Regardez cet Etre lumineux, enfants : le visage est pur et lisse, les mains sont blanches et pures, la peau vous semble douce et parfaite, mais qui regarde attentivement pourra voir sur un front qui semble serein et sur deux mains tendues, les traces profondes et indélébiles qui ponctuent, comme autant de souvenirs lancinants, la mémoire de ces Humains qui n'ont su encenser la Pureté et l'Amour que par l'abandon dans l'horreur du drame et dans la noirceur des vies.

Les Humains se préparent à fêter Noël et l'on pense au menu, à la toilette, à la réunion.
Les esprits sont pleins de ces pensées futiles :
on calcule, on suppute, on espère, on attend…
Savez-vous qu'à travers l'espace, à travers le temps, peut revivre devant vous une autre attente qui s'exprimait, non dans la joie et la curiosité avide, mais dans la souffrance, la douleur, la prière ? Car, tandis que Marie et Joseph cheminaient sur des chemins difficiles pour fuir les horreurs d'un autre drame et trouver un havre de paix, l'Esprit lumineux qui devait consommer un jour ce sacrifice divin, à genoux, en prière, mains jointes, tête baissée, déjà inclinée comme sous le poids trop lourd d'une couronne qui allait déchirer ses chairs, corps ployé, déjà ployé comme sous le poids d'une croix trop lourde qui allait voir s'enfuir sa vie, cet Etre de Lumière, agenouillé dans ces sphères célestes et lumineuses de douceur et de paix, contemplait cette Terre sombre, cette Terre où, solitaire, il allait devoir commencer un chemin de souffrance qui allait le conduire à travers l'incompréhension, l'ironie, l'hypocrisie, la haine, vers ce point de son destin où tout enfin serait consommé, consommé dans la douleur, dans le désespoir, consommé dans la haine implacable et l'avilissement d'Humains qui pirouetteraient jusqu'au moment où la compréhension définitive de leurs gestes deviendrait lumière pour éclairer la scène de leur crime et de leur carnage…
Agenouillé, silencieux, plein de souffrance, cœur douloureux, baigné, nimbé, auréolé d'une lumière brillante et chaude, il regarde et pense…

La Terre est là, en bas, terre stérile et âpre, aux routes cahoteuses, empierrées, où la souffrance des peuples déjà s'exprime alors que les oppresseurs puissants se réjouissent dans des orgies et un vice qui les font se gausser et s'abstraire.

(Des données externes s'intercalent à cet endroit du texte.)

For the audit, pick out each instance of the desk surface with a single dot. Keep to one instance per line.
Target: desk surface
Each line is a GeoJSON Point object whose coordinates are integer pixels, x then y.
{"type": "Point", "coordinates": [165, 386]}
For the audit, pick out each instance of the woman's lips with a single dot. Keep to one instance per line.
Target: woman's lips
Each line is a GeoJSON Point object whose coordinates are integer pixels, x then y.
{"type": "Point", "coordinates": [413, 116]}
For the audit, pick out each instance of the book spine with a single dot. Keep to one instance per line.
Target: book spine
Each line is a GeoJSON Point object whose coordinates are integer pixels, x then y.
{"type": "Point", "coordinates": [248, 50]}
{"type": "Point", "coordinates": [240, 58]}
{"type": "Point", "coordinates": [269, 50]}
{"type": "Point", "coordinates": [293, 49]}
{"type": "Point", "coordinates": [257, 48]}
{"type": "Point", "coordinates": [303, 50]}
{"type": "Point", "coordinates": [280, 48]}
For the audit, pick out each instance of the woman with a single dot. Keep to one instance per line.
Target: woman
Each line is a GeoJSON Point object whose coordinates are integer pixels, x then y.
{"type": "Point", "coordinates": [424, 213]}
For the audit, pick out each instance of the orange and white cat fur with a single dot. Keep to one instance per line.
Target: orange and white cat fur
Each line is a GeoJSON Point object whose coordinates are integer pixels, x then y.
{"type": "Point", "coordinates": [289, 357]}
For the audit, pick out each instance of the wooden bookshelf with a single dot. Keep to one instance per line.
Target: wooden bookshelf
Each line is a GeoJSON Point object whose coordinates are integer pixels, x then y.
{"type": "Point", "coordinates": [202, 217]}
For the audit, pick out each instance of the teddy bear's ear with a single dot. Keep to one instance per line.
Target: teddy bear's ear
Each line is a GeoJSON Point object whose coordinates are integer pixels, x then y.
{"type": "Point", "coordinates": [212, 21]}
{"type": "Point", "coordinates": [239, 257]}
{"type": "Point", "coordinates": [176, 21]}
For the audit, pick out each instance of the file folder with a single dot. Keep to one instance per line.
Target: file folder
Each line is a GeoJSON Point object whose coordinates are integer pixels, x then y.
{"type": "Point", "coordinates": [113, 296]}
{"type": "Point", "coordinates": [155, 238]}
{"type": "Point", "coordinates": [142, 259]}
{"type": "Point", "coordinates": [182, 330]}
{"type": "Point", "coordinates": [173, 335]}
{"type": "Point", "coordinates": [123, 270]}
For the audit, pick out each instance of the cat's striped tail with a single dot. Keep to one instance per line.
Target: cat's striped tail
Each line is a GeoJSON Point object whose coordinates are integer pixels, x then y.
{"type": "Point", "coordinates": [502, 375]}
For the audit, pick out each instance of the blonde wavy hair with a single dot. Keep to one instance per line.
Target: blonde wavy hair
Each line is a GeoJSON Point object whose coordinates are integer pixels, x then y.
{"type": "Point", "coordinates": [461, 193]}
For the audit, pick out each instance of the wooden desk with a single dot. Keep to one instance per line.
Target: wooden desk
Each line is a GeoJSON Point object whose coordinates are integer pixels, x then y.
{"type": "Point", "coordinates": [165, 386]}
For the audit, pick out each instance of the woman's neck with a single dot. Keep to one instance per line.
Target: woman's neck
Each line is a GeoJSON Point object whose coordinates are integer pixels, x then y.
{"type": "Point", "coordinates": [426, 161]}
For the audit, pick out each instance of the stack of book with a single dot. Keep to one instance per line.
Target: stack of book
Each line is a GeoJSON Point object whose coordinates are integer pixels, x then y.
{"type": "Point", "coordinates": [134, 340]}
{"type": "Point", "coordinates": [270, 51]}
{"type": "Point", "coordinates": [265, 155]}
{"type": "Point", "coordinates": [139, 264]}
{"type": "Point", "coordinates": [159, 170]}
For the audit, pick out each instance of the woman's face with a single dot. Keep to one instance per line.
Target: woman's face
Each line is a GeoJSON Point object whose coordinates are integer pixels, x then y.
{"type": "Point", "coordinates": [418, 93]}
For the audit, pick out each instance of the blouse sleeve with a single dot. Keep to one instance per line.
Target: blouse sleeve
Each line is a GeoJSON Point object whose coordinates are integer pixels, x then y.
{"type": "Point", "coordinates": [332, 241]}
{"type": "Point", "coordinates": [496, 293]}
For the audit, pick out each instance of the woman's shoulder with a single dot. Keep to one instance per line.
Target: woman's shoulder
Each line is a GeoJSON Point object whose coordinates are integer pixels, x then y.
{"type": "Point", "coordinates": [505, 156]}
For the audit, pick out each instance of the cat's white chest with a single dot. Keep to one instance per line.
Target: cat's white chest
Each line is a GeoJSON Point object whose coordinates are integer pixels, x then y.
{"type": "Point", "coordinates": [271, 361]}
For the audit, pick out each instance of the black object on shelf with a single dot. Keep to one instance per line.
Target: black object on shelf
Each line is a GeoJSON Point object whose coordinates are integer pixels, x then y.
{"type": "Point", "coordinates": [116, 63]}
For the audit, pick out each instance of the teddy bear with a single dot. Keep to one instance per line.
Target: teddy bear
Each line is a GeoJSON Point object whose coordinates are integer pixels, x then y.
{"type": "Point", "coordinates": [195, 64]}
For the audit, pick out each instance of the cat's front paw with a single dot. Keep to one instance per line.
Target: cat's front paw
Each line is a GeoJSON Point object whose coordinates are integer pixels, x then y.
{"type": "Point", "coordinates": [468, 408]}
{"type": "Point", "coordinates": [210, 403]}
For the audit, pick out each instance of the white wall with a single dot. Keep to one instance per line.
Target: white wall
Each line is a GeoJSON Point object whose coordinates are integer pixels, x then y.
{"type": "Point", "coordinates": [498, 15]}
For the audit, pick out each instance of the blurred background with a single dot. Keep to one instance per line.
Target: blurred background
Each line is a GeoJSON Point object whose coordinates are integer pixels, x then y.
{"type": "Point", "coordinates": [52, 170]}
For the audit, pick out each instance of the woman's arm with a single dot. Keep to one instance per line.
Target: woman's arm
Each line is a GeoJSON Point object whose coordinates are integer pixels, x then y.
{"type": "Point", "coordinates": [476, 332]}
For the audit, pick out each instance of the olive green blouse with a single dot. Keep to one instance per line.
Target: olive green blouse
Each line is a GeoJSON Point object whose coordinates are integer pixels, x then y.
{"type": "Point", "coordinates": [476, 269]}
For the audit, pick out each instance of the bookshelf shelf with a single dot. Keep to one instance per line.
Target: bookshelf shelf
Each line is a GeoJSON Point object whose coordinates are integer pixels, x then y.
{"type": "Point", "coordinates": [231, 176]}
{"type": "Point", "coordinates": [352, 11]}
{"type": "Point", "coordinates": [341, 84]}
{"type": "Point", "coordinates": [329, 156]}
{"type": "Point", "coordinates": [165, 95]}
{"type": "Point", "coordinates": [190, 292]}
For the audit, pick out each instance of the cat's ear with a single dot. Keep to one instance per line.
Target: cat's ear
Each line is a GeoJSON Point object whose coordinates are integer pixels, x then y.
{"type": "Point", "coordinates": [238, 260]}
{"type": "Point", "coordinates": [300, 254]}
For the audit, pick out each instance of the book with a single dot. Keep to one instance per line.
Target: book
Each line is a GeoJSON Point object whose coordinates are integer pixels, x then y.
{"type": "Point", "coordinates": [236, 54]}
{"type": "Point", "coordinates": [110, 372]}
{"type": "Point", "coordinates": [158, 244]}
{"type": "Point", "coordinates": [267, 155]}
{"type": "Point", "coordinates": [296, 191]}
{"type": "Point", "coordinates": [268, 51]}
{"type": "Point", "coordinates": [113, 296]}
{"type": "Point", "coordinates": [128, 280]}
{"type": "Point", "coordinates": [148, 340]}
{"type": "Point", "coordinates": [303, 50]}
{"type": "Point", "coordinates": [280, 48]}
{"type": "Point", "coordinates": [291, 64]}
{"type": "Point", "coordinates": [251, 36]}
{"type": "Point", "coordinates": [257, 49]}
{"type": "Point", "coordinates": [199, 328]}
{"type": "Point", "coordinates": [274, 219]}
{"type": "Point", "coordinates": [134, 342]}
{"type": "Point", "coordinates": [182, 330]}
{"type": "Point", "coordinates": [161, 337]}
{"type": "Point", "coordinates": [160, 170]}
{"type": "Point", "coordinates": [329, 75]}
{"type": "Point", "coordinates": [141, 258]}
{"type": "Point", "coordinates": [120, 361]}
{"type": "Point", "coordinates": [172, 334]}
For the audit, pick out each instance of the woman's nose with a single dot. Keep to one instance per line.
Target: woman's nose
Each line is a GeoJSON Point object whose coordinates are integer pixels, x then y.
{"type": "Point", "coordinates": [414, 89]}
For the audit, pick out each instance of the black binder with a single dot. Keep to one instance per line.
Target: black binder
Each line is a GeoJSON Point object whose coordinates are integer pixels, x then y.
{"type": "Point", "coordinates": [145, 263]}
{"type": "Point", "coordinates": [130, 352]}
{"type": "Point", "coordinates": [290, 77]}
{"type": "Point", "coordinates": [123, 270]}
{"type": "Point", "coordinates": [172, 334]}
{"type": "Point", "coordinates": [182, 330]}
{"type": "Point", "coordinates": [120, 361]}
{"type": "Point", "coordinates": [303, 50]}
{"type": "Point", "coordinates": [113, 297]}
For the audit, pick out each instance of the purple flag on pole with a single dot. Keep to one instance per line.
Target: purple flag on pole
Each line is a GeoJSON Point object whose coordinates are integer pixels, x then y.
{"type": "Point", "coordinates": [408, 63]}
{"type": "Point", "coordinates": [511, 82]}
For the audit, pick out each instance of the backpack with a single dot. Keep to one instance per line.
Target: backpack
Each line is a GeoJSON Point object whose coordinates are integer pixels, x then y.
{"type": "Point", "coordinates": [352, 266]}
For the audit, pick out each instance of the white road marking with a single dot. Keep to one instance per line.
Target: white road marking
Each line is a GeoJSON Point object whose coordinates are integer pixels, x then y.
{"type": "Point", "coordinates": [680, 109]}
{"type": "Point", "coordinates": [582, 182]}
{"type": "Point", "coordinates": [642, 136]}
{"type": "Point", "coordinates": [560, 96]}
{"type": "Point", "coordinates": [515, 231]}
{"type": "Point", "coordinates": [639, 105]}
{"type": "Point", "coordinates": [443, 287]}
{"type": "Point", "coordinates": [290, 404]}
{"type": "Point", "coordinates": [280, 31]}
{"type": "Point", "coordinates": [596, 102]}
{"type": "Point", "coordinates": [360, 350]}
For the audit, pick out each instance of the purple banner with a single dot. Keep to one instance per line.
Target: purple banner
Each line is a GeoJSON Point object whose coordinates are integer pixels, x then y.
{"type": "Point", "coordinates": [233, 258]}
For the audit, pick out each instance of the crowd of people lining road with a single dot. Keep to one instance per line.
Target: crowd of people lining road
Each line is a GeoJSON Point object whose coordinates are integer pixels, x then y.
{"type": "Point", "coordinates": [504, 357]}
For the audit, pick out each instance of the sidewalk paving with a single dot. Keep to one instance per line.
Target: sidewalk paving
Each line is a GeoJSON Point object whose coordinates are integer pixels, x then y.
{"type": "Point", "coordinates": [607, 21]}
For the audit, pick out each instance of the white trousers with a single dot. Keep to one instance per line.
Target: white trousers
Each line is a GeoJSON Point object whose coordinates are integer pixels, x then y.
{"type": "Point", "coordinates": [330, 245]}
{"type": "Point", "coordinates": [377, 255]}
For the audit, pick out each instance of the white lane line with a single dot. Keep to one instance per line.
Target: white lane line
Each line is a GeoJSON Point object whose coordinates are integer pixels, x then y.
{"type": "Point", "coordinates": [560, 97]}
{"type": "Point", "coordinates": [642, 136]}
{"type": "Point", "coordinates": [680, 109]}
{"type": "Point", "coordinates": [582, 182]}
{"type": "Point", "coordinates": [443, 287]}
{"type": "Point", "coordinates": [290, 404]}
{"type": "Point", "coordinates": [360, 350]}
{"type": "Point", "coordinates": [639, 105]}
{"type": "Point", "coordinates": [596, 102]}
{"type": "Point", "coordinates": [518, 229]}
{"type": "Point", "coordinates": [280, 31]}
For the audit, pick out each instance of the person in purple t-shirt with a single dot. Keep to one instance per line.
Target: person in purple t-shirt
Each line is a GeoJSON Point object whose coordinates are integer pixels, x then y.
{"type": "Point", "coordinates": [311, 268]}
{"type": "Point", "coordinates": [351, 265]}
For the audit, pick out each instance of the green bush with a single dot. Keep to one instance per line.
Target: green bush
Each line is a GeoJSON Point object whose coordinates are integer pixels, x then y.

Cœur douloureux, esprit perdu, il regarde et contemple…
Que regarde-t-il cet Etre d'Amour et de Lumière ?…
Regarde-t-il les villes où le riche, loin de la vie du pauvre, s'ébat dans une vie facile et heureuse ?…
Regarde-t-il la souffrance des êtres persécutés, désemparés et perdus ?…
Que contemple-t-il cet Esprit de Lumière dont le cœur trop pesant déjà, comme en une répétition difficile, exprime la souffrance, et dont les yeux déjà, comme en un prélude douloureux, laissent couler des larmes qui vont se perdre dans l'infini immense qui l'entoure et le berce ?… Il regarde la scène où bientôt, enfant fragile prisonnier d'un corps, il poussera un premier cri pour dire à son divin Père qu'il vient de prendre rang parmi les Humains et que son destin de souffrance va commencer.
Il contemple la Terre où une jeune femme pure, auréolée aussi de lumière, va attendre dans la joie le premier cri de ce bébé annoncé par un ange et qui sera le Maître du destin des Hommes, enfant fragile tenant dans ses deux mains unies la Terre, le Monde, l'Univers, les Galaxies…
Il contemple la Terre, scène de ce théâtre où, du prologue à la fin, se déroulera sa vie partagée entre l'amour dispensé et le drame vécu.
Il contemple la scène où déjà résonnent les échos lointains des cris de joie de ceux qui encenseront sa venue et adoreront ses pas et où, pourtant, s'expriment déjà les huées sarcastiques et haineuses qui réclameront la vie d'un autre au détriment de la sienne ; et il entend déjà, comme en un prélude, l'écho lointain des mensonges, l'écho lointain du reniement, l'écho profond de la trahison.
Il entend déjà les huées de la foule, les appels à la mort, il voit déjà l'abandon des êtres ; il contemple sur l'horizon sanglant et rouge de son destin, le visage livide et tiré de souffrance de celui qui, ayant tout donné parce que venu les bras pleins de tendresse, les bras pleins d'amour, a maintenant tout reçu dans l'opprobre, la calomnie et le drame.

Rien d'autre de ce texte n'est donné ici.